At the moment that Zaripova says this to her young charge, Mamun is sitting in a drastic oversplit, with the ankle of her front leg up on Zaripova’s chair and her back leg on the floor. Outside of rhythmic gymnastics, you’ll be hard pressed to find any humans capable of such a move.

“Find your inner harmony. Touch up your eyebrows,” Zaripova says to end her pep talk with an Adam Rippon-ian flourish.

Abdullah Al Mamun died within days of his daughter winning the Olympic title in Rio.


Why, after watching her constant berating of Mamun and Zaripova onscreen, did Viner-Usmanova see this film and her role in it in so positive a light that she not only doesn’t object to it being released but wanted it screened in Moscow? Is it simply because it ends with Mamun winning the Olympic gold, and thus somehow proving that Viner-Usmanova’s coaching technique both works and was worth it? If Mamun had lost to Kudryavtseva would Viner-Usmanova still like the film and her portrayal in it?

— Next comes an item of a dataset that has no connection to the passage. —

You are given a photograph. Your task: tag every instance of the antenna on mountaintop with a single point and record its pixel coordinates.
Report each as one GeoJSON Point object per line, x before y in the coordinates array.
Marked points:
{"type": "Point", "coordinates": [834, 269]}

It could be as simple as Viner-Usmanova recognizing that she’s the film’s true star, despite Mamun technically being the protagonist. Prus’ film, like this sport and many others, has a distinct coaching bias. Arkayev once wrote that in gymnastics, coaches play the primary role and the gymnasts, a secondary one. Coaches are the keepers of the technical know-how, which is for some reason prized above the individual athlete’s physical and mental gifts. It probably helps that coaches tend to stick around a lot longer than the athletes. Both Mamun and Kudryavtseva retired shortly after the 2016 Olympics, but Viner-Usmanova has been around for years and will continue in her role for years to come. The relationships that coaches have with gymnastics officials are longer lasting and more significant than the relationships that athletes have with the same functionaries, unless they themselves become coaches or judges or officials after their vanishingly short competitive careers end.

Prus said that when she first saw the coach in her fur hat and coat, she knew right away that she wanted this woman onscreen. “She was walking among them like an army general, larger than life,” Prus said. It’s likely that Viner-Usmanova sees herself similarly. When she was awarded her IOC prize in 2015, she said, “Sport is the only war that has a peaceful end.”

Of course, the end of a “real” war usually involves a peace of a sort, at least the end of open hostilities. That doesn’t negate the body count or the other sort of injuries, both physical and psychic, that were amassed along the way over the course of combat; combat’s end doesn’t validate the brutality and carnage of the conflict itself.

In this sense and maybe only this sense, Viner-Usmanova’s metaphor makes sense. The damage done to a person as they were being coached doesn’t go away because they won, or because a competition has ended and their career is over. Winning does help athletes write the story of their career in a way that enables them to see it as their abusive coaches viewed—this is what was necessary to win, this was only done so I would be the best, this person only behaved this way because they care. It may well be that Viner-Usmanova does care about Mamun, and that this affection is not entirely contingent on competitive outcomes. Over The Limit does not and cannot show us what she actually thinks, or how Mamun feels about her former coach. It just shows us the violence and dares us to see it as love.